If history had turned out differently, if the First Philippine Republic was recognized and established, Emilio Aguinaldo would have been temporary Lord of Malacañang instead of a mere “guest” there after his capture by the enemy in 1901, a prisoner in a gilded cage. If Aguinaldo moved into the Palace as president, Apolinario Mabini would probably have been given an adjoining office from where he would direct affairs of state and protect the president, such that he would live up to the title his enemies gave him—“camara negra” (dark chamber of the President).
Rereading Mabini made me appreciate his life and ideals even more. Here was a man who was in the very center of power but was not corrupted by it. A lesser man would have succumbed to all the temptations that come with high office. In the Library of Congress in Washington, DC, I saw documents from the president’s desk that all contained marginal notes in Mabini’s fine, almost feminine, scrawl, as well as Aguinaldo’s initials under Mabini’s recommendations with a note signifying a “yes” or a “no.”
Most people enter office and use power to do good for country and people, some people use the same power for personal gain or prestige, some people use power for both. Power is neutral; how it is wielded makes a difference. When power is used for personal reasons against a greater good, one follows Darth Vader, villain of the “Star Wars” saga, into the “dark side of the Force.”

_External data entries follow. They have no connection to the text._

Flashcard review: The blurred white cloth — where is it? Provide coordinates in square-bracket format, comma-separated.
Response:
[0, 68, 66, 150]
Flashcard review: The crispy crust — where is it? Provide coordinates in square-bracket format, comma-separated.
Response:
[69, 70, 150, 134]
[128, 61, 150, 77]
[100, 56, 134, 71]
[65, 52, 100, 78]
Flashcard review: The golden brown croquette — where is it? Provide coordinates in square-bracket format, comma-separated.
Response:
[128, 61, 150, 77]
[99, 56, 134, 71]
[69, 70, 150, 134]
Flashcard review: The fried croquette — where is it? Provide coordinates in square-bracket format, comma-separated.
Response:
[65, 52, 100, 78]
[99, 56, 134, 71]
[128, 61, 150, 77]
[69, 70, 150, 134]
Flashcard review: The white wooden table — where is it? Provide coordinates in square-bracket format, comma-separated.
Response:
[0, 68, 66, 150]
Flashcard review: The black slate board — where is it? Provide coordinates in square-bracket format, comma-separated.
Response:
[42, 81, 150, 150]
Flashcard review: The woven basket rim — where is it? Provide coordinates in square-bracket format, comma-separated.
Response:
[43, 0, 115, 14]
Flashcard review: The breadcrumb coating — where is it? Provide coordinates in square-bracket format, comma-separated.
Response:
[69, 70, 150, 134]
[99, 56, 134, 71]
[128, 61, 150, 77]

Jose P. Laurel used to relate the story about a humble silver coin that was found among Mabini’s possessions after his death. His mother sold all her coffee beans in Lipa and walked all the way to Bawan to give her son one hard-earned silver coin. Drenched by rain on her way back to Tanauan, she died soon after, leaving Mabini with a guilt he could never shed. Mabini kept this coin as a reminder of a mother’s love and sacrifice.
I doubted Laurel until I read Mabini’s “Algunos pormenores de mi vida” (Some details of my life), here offered with my clumsy translation from the original Spanish:
“From childhood I manifested a desire to study united with a marked aversion for work in the fields. That is to say that I was not content with the miserable life of a shepherd or labrado, a life that is miserable in appearance but happy and tranquil in the heart.

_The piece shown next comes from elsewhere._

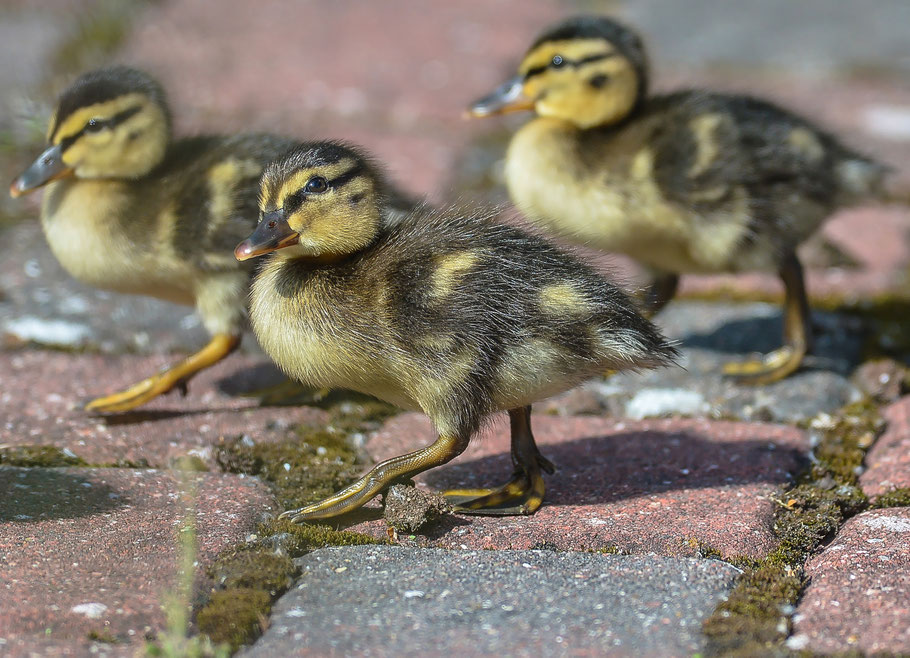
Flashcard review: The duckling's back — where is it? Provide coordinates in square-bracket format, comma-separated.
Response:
[384, 208, 675, 408]
[507, 91, 887, 272]
[252, 212, 675, 433]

“My parents decided to spend for my career in spite of their poverty, because when my maternal grandfather began to teach the cartilla to my elder brother, he observed that I learned much faster than he, even if I were no more than a miron, a bystander who was not considered of the right age for primary instruction.
“From then my poor mother set to work with real ardor to spend for my studies. When I was in the segunda enseñanza (second level of instruction), it occurred to me to ask my parents for some good clothing for Easter just like those of my classmates. To please me, my mother sold all of the coffee that she had gathered during harvest time in the barrio of Payala [Lipa] and brought all the money to me herself so that I could buy the coat I liked so much. This show of self-denial and affection moved me such that I resisted the desire to buy a luxurious coat, and I figured that with this money my mother had given me a part of her life and blood. As a result of this excessive work she was led shortly to the grave.

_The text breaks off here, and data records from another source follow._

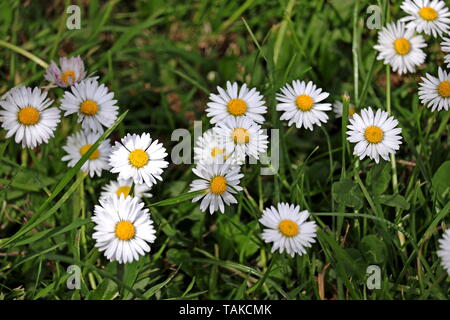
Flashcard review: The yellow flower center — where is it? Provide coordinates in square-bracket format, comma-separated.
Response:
[211, 147, 225, 158]
[419, 7, 438, 21]
[231, 128, 250, 144]
[438, 80, 450, 98]
[227, 98, 247, 116]
[17, 107, 41, 126]
[394, 38, 411, 56]
[80, 144, 100, 160]
[116, 186, 131, 198]
[209, 176, 227, 194]
[115, 221, 136, 241]
[295, 94, 314, 112]
[61, 70, 75, 84]
[80, 100, 98, 116]
[278, 219, 298, 237]
[364, 126, 384, 143]
[128, 149, 148, 168]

“Due perhaps to my living away from my family since my childhood because of my studies, I became the most beloved of my parents and my maternal grandmother who died a year before my mother passed away. During vacations with my family, my grandmother, casually from her deathbed and pain, advised that in every moment they should not forget to attend and care for my nourishment. My mother always demonstrated a semblance of serenity in those moments when I was separated from her because of my studies, but one day when I was to withdraw to Manila to celebrate the vacation, I heard from an aunt that my mother had cried much because it seemed that I was indifferent to living with my family, far from her. When, shortly before her death, she saw her eight sons left in poverty, she broke down in tears, but calmed down when I promised to look after my brothers. I was moved to tears when I was called from Bawan to her side in the last days of her life.
“Oh, mother, in the midst of my misfortune your memory is not so painful because I am consoled by the idea that your fate spared you the pain of seeing our lot, but fortunate days were coming and my regret is that fate did not permit you to enjoy my well-being.”
Mabini’s integrity was rooted in the memory of his selfishness in the face of his mother’s selfless love, and one silver coin.